Capítulo Oitenta e Dois: Terra da Lua Azul

O Perfume do Cadáver ao Meu Lado Rebite 3443 palavras 2026-02-07 22:55:02

Minha cunhada reagiu como uma gatinha que teve o rabo pisado, soltando um grito de surpresa. Avançou contra mim e começou a me bater com o travesseiro, xingando: "Seu pequeno canalha!" Depois de várias travessadas, protestei, sentindo-me injustiçado: "Por que isso? Nem estava sujo!" O rosto dela ficou ainda mais corado, o rubor subiu até o pescoço delicado, tingido como se tivesse passado uma leve camada de rouge, o que só aumentava a vontade de beijá-la.

Quanto mais irritada ela ficava, mais eu queria provocá-la. Peguei mais um pouco e levei à boca, o que acabou sendo um desastre: ela ficou furiosa de vez, apertou e puxou meu rosto de um lado para o outro até deixá-lo dormente, enquanto o dela corava ainda mais.

Aproveitei o momento em que ela ia soltar meu rosto e, de repente, aproximei-me rapidamente, roubando-lhe um beijo nos lábios. Seus belos olhos ficaram arregalados de incredulidade, e após alguns segundos me empurrou com força, cuspindo duas vezes em protesto.
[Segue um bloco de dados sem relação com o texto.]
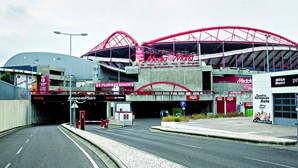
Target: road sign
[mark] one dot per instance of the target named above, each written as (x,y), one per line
(183,103)
(74,105)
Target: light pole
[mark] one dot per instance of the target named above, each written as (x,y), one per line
(267,55)
(70,37)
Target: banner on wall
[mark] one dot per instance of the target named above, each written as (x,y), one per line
(262,109)
(43,85)
(21,80)
(32,83)
(140,55)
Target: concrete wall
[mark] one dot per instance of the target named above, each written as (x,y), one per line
(14,113)
(191,77)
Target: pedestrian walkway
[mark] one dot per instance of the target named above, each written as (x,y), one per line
(240,128)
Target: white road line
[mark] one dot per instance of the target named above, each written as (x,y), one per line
(145,137)
(272,163)
(7,166)
(197,147)
(19,150)
(85,153)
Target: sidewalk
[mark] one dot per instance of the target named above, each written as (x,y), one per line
(241,128)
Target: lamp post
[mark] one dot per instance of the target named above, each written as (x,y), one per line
(70,38)
(267,55)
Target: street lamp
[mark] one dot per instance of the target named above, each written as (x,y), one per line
(70,37)
(267,55)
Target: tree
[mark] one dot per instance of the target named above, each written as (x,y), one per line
(6,76)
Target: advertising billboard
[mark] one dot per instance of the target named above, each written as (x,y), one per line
(43,85)
(284,81)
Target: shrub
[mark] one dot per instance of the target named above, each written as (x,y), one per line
(177,119)
(184,119)
(168,119)
(197,116)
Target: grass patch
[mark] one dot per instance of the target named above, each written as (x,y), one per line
(175,119)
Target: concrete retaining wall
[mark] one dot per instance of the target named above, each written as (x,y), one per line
(14,113)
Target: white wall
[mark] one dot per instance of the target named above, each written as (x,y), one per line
(262,94)
(14,113)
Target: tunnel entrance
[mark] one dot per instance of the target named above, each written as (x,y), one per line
(152,109)
(54,109)
(58,112)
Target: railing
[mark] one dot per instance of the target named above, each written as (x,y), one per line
(124,92)
(11,92)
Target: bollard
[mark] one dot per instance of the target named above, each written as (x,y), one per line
(106,123)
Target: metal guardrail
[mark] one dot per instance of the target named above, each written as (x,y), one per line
(125,92)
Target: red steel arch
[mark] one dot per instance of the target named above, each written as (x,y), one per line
(225,34)
(116,39)
(163,83)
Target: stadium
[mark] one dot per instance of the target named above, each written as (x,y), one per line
(209,69)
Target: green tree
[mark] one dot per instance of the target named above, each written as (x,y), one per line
(6,76)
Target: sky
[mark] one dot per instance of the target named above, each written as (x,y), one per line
(28,25)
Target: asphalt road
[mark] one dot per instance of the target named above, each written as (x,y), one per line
(194,151)
(43,146)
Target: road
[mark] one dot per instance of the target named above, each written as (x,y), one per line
(44,146)
(194,151)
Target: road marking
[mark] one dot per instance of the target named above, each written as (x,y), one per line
(264,161)
(7,166)
(146,137)
(197,147)
(19,150)
(85,153)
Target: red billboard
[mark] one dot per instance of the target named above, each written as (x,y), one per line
(113,84)
(140,55)
(43,85)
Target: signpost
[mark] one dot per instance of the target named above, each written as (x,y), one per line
(74,106)
(296,103)
(183,105)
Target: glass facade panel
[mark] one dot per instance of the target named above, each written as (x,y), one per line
(284,105)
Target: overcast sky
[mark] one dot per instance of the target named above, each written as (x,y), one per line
(28,25)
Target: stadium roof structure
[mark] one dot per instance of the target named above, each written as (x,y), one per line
(220,47)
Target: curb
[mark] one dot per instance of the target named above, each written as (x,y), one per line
(232,136)
(117,161)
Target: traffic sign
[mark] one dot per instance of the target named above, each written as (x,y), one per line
(74,105)
(183,103)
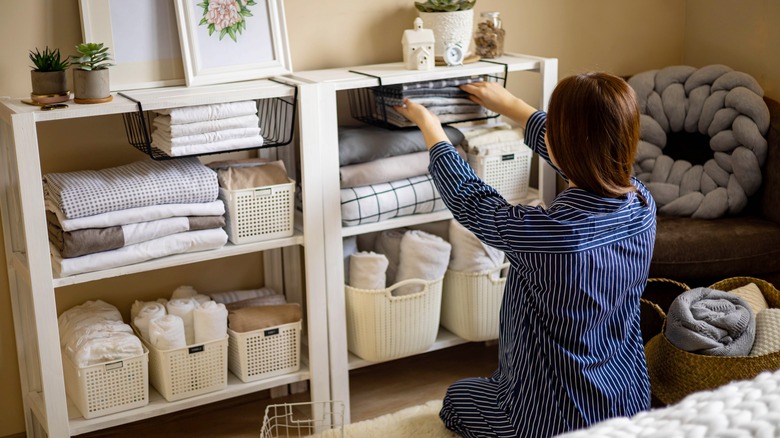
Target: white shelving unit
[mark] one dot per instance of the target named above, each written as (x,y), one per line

Aproveitei a chance, calcei os sapatos e corri porta afora. Ela, percebendo o que tinha acontecido, esqueceu a compostura, pegou o travesseiro e saiu correndo atrás de mim pelo quintal. Na porta, topou com a sogra, e apressou-se em esconder o travesseiro atrás das costas. Fiz uma careta e virei para sair.

"Volte aqui!", ordenou minha sogra com voz potente, que me assustou a ponto de retornar cabisbaixo, parando ao lado da cunhada.

Minha sogra nos analisou como uma comandante inspecionando as tropas. "Vejam só vocês dois, que vergonha! Voltem para dentro!"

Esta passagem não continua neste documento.